Issues raised by Messervey
Messervey initially provided councillors with a list of 18 concerns in January 2019, but that list grew longer as he filed harassment and whistleblower complaints with the city, along with a small claims case seeking an extension of his severance pay.
Some of his concerns have been reported in the past, but many have not.
Messervey claimed some members of council may have been in a conflict of interest and in violation of the Municipal Government Act regarding spending on paving that went almost a million dollars beyond the tender amount councillors had authorized.
He said the city allowed the owner of a private dwelling in the downtown core to access a property tax rebate for commercial development, and the rebate continued to be applied even after he advised Kelly the eligibility of the property should be reviewed.
He said former elected officials and staff left the city without returning laptops, cell phones, and in the case of one former official, multiple tablets. Messervey said in some cases people were allowed to purchase their devices; in others they simply weren't recovered by the city. Either way, Messervey said the moves were contrary to city policy, and in some cases posed a security risk, as some devices did not have data erased.
Messervey said the city was providing free snow removal and salting services for a private business with no written agreement to do that, and in possible violation of the Municipal Government Act.
He said the city had agreed to provide revenues from naming rights and concession sales at the Eastlink Centre to the Charlottetown Islanders, but without having the money first go through city hall, to then be recorded as grants to the hockey team.
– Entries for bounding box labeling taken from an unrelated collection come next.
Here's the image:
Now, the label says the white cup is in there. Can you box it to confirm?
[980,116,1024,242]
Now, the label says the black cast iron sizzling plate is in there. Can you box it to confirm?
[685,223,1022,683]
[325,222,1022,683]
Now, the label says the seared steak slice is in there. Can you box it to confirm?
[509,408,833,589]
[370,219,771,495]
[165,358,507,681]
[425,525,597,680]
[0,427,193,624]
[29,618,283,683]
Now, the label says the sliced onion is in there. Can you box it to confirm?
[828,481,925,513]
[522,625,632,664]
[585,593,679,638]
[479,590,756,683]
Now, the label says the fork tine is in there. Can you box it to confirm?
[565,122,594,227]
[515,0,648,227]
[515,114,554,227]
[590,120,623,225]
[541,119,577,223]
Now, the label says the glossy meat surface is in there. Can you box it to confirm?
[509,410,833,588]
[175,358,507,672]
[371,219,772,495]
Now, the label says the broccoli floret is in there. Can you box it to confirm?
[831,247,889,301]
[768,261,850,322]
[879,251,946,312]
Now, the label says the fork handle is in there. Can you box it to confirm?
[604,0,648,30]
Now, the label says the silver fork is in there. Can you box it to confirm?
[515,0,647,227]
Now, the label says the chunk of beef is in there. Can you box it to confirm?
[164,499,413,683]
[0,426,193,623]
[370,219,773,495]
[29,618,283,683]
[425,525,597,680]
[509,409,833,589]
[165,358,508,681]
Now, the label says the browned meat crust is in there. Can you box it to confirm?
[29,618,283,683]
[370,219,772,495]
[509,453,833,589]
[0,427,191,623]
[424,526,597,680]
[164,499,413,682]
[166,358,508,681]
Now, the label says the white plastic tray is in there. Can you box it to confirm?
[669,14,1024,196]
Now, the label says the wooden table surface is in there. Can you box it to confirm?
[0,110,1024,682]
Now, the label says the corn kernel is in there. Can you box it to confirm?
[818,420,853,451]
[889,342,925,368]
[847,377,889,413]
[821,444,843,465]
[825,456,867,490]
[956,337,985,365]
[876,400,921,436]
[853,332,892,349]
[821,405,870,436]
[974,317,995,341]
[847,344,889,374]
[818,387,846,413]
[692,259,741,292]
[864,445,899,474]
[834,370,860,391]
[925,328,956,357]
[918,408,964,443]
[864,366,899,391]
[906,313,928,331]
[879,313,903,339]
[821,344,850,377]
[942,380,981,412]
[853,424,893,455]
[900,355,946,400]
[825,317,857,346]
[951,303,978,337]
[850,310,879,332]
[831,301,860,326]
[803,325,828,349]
That's an arrangement he said lacked transparency and accountability to residents, who he said "should be aware of the amount of taxpayer money provided to the sports team."
'Disappointed... not surprised'
In a written statement to CBC, Messervey said he is "disappointed that residents are still waiting for the completed BDO report to be released but I am not surprised."
Messervey said he found it "very concerning" that it's taken more than four years for the issues he raised to be property investigated, but said he's confident the results "will substantiate the concerns I raised during my brief employment with the city."
Messervey also said his lawyer has requested an unredacted copy of the report.
Vote should 'never have happened'
MacDonald, the former councillor, said that if even one of Messervey's concerns is backed up by the audit's findings, that will cast doubt on the actions of the previous council, including members who were re-elected.
In particular he cites how councillors voted in February 2019 to take no further action on Messervey's list of issues.
"If one of the concerns he brought forward… turns out to be valid, then that vote was — well, the vote should never have taken place like that in the first place. It should just never have happened," said MacDonald.
"Agreeing not to take action on the recommendations of a professional employee who brings concerns of that magnitude to council — I just don't understand it."